# Project Euler 2 Solution: Even Fibonacci numbers

Each new term in the Fibonacci sequence is generated by adding the previous two terms. By starting with 1 and 2, the first 10 terms will be:

1, 2, 3, 5, 8, 13, 21, 34, 55, 89, ...

By considering the terms in the Fibonacci sequence whose values do not exceed four million, find the sum of the even-valued terms.

## Solution

Fibonacci numbers have the following generating rule:

\[F_n=F_{n-1}+F_{n-2} \text{ with } F_0=1, F_1=2\]

The naive way to implement the task is looping through all fibonacci numbers this way and adding the values, if they're even:

function solution(n) { var a = 1, b = 2; var s = 0; var t; while (a <= n) { t = a; a = b; b+= t; if (t % 2 == 0) s+= t; } return s; } solution(4e6);Or without the branching part:

function solution(n) { var a = 1, b = 2; var s = 0; var t; while (a <= n) { t = a; a = b; b+= t; s+= (-2 | t) + 1 & t; // Or a & -(a & 1 ^ 1) } return s; } solution(4e6);

As fibonacci numbers grow quite fast, it takes only 32 iterations to get to the solution.

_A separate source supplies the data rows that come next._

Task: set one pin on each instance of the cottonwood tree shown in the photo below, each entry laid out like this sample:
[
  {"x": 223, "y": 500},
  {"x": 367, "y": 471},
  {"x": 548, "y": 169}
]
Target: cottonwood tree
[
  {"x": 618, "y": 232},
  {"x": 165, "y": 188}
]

However, the problem can be optimized even more. We could generate only the even numbers as follows:

\[\begin{array}{rl} F_{n}&= F_{n-1} + F_{n-2}\\&= F_{n-2} + F_{n-3} + F_{n-3} +F_{n-4}\\&= F_{n-3} + F_{n-4} + F_{n-3} +F_{n-3} +F_{n-4}\\&= 3F_{n-3} + 2F_{n-4 }\\&= 3F_{n-3} + F_{n-4} + F_{n-5} + F_{n-6}\\&= 4F_{n-3} + F_{n-6}\\\end{array}\]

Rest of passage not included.